The shadow over Citi’s profit

Citigroup was probably hoping that investors would react jubilantly when it unveiled its first full-year profit since 2007. Instead, its shares were pummeled, falling 6.6 per cent to $4.79, as investors fretted about the bank’s earnings outlook.

The bank’s management had reason to be “very pleased” with the results. The bank’s full-year profit of $US10.6 billion represented a dramatic comeback for the group, which limped in with an $1.6 billion loss in 2009, following the dismal $18 billion loss the year before. It is, in fact, the first time the bank announced a full-year profit since its current boss Vikram Pandit was appointed in 2007.

The main reason for the bank’s profit turnaround has been the steep decline in problem loans, particularly in the consumer area of home loans and credit cards. in 2010, Citigroup’s losses from bad loans totalled $30.8 billion, down from $42.2 billion the previous year.

The bank – which was one of the major casualties of the global financial crisis requiring a taxpayer bailout of $45 billion – is now hoping to lay the nightmare experience to rest. Last month, the US Treasury sold off its remaining stake in the company, recording a gross profit of $12 billion on the investment.but the sceptical reaction of investors to Citigroup’s latest results suggest that the bank won’t be able to cast off its problems quite so easily. Investors were disappointed that the bank’s earnings weren’t more robust in the final three months of the year. as a result, the group’s full year revenue in 2010 fell 5 per cent to $86.6 billion, from $91.1 billion in 2009.

And some investors worry that problems lying ahead for consumers could see Citigroup’s problem loans start rising again.

They point out that a rebound in consumer spending – combined with a spike in inventory investment – was responsible for the pick-up in US economic activity in the second half of 2010.

But with real wages treading water, consumers were only able to finance their increased spending by running down their savings. as a result, the personal savings rate dropped to 5.3 per cent in November last year, from 6.3 per cent four months earlier.

Looking forward, it’s extremely difficult to see US consumers continuing with this pattern, particularly as unemployment remains stubbornly high, and job insecurity is widespread. if consumer spending – which accounts for just over 70 per cent of US GDP – were to drop back, activity in the US economy would again slacken.

At the same time, US households are facing mounting financial problems.

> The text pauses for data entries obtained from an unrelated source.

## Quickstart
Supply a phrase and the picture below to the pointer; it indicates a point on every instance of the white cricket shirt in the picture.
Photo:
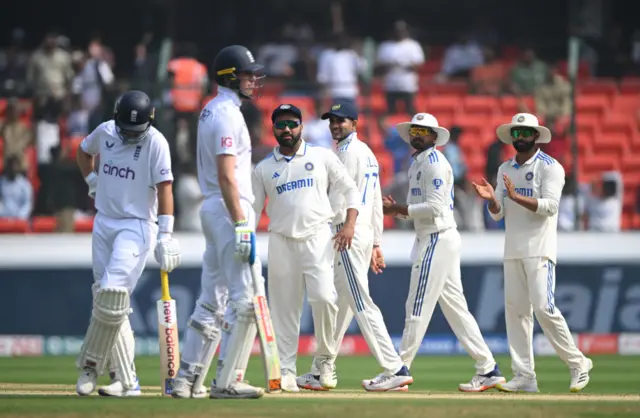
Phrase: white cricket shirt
(430, 196)
(128, 173)
(222, 130)
(362, 166)
(531, 234)
(297, 189)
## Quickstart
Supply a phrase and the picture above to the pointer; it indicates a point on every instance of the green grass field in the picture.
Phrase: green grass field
(44, 386)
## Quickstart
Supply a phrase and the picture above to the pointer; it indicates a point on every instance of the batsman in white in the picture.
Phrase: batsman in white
(527, 195)
(296, 179)
(435, 274)
(228, 223)
(132, 191)
(352, 265)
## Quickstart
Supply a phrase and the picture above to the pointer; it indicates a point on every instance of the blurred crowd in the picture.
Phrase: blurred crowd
(56, 94)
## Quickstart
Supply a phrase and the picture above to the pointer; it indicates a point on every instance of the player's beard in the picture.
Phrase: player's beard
(521, 145)
(288, 142)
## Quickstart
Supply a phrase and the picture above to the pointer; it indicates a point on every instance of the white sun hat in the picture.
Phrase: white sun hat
(526, 120)
(427, 120)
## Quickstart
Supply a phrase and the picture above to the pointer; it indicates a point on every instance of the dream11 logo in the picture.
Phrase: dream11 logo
(122, 172)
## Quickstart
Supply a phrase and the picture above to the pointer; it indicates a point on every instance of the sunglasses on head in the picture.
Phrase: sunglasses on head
(291, 124)
(421, 131)
(522, 132)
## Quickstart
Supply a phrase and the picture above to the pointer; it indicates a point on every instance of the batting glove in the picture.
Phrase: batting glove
(245, 242)
(167, 252)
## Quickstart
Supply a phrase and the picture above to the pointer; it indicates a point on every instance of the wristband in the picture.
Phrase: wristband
(165, 224)
(90, 177)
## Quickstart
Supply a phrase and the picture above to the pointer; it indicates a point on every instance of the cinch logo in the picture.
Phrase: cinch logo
(121, 172)
(294, 185)
(524, 191)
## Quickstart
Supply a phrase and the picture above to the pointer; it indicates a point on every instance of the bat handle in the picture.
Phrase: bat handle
(164, 285)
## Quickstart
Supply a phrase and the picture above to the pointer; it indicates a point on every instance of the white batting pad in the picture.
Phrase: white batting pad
(122, 355)
(110, 310)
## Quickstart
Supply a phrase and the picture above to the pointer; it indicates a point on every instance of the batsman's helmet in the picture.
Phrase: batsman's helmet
(133, 115)
(231, 61)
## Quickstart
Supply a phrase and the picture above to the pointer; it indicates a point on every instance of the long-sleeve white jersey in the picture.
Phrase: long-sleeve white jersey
(430, 196)
(222, 130)
(297, 189)
(531, 234)
(362, 166)
(128, 173)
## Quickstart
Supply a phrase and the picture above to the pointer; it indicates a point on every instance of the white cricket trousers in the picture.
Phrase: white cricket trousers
(296, 266)
(352, 285)
(120, 248)
(529, 286)
(435, 277)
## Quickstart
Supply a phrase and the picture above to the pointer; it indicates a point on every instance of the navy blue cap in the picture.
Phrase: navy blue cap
(286, 108)
(342, 110)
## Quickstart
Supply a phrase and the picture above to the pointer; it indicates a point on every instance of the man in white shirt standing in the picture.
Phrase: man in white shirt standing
(527, 195)
(296, 179)
(435, 275)
(132, 190)
(399, 60)
(228, 222)
(352, 265)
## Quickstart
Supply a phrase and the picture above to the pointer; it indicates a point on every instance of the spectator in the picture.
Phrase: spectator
(572, 201)
(13, 67)
(528, 74)
(189, 199)
(16, 192)
(604, 209)
(339, 68)
(488, 78)
(460, 58)
(398, 62)
(16, 134)
(553, 99)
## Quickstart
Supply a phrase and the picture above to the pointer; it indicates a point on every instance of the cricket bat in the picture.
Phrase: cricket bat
(167, 337)
(268, 347)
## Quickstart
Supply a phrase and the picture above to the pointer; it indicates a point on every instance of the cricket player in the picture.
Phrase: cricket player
(296, 179)
(132, 189)
(435, 275)
(351, 265)
(224, 313)
(527, 196)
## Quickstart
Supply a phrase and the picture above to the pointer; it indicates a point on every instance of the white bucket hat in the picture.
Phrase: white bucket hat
(527, 120)
(427, 120)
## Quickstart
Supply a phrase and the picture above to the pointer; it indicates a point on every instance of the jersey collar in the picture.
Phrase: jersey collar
(515, 164)
(227, 93)
(301, 151)
(424, 154)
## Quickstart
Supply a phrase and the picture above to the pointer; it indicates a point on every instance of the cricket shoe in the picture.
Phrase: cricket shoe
(289, 384)
(183, 389)
(236, 390)
(482, 382)
(519, 383)
(117, 389)
(389, 383)
(580, 377)
(87, 381)
(310, 381)
(328, 377)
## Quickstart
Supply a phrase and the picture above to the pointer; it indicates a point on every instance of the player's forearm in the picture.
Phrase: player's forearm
(85, 162)
(231, 197)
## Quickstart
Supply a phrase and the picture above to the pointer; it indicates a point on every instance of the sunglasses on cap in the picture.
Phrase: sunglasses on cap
(421, 131)
(524, 132)
(291, 124)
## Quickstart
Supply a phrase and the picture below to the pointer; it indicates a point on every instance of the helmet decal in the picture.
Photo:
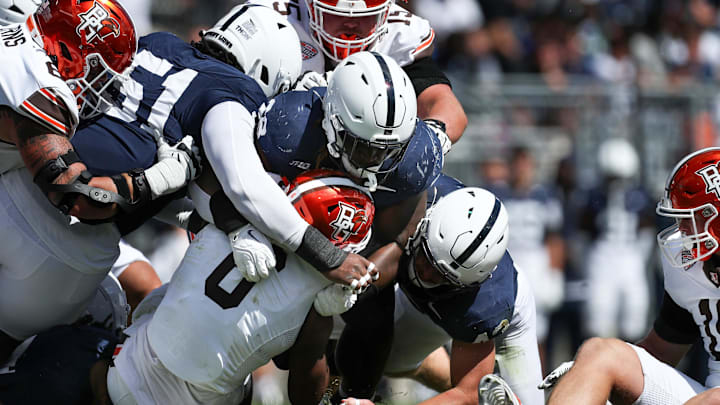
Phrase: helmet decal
(711, 177)
(348, 222)
(97, 22)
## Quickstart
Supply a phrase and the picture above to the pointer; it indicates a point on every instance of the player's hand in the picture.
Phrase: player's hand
(176, 166)
(334, 300)
(252, 253)
(555, 375)
(356, 272)
(438, 127)
(310, 79)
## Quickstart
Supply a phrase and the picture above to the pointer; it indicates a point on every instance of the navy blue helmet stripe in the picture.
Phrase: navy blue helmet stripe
(390, 119)
(478, 239)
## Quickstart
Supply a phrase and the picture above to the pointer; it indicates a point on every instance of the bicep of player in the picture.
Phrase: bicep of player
(227, 134)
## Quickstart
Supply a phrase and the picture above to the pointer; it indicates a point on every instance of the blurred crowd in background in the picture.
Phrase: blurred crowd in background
(578, 109)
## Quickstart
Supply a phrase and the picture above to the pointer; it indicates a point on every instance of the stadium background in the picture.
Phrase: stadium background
(557, 77)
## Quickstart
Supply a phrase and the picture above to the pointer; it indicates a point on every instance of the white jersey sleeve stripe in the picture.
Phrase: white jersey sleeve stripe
(44, 118)
(426, 42)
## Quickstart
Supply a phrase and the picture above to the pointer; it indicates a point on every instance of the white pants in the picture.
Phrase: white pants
(663, 384)
(50, 266)
(516, 351)
(619, 288)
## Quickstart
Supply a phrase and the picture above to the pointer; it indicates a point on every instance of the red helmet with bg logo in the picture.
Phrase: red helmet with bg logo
(342, 210)
(91, 42)
(692, 197)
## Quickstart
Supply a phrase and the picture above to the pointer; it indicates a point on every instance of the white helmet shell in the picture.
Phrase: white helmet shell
(617, 158)
(466, 233)
(264, 44)
(16, 11)
(370, 113)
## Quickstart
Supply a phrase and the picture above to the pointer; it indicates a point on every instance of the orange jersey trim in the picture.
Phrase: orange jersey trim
(45, 118)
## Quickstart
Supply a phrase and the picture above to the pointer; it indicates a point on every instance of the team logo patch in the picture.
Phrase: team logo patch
(308, 50)
(97, 23)
(711, 177)
(348, 222)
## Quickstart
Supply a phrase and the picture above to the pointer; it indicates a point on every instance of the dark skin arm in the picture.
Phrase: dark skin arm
(309, 372)
(37, 147)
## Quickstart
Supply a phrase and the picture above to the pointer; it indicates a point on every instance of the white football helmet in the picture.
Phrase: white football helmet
(370, 114)
(464, 235)
(344, 27)
(264, 44)
(617, 158)
(17, 11)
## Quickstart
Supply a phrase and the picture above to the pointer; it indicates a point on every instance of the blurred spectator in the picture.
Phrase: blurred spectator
(535, 239)
(619, 217)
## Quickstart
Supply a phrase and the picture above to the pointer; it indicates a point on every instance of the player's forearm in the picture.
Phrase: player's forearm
(438, 102)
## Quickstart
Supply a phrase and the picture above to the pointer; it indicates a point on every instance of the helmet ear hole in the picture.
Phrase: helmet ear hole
(65, 51)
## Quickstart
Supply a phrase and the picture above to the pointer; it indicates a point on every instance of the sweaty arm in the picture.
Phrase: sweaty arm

House prices are again falling, under the combined pressure of the rising mortgage rates and a continuing build-up in the inventory of unsold homes overhanging the market.

At the same time, consumers are finding that higher food and energy bills are straining their wallets, particularly as real wage levels are stagnant.

And although the deal between US President Barack Obama and Congress has meant that the Bush tax cuts have been extended for a further two years, consumers face a tax slug from higher state and local taxes. Many local authorities have significantly underfunded their pension schemes, and must either cut employee numbers, reduce spending or raise taxes in order to remain solvent. At the same time, worries that some state and local governments will declare bankruptcy has resulted in a sharp increase in municipal bond yields, which has pushed up borrowing costs for most local and state governments.

And if US consumers start to come under financial pressure, Citigroup is likely to find its bad debts – particularly in the home and credit card lending areas – start to rise once more.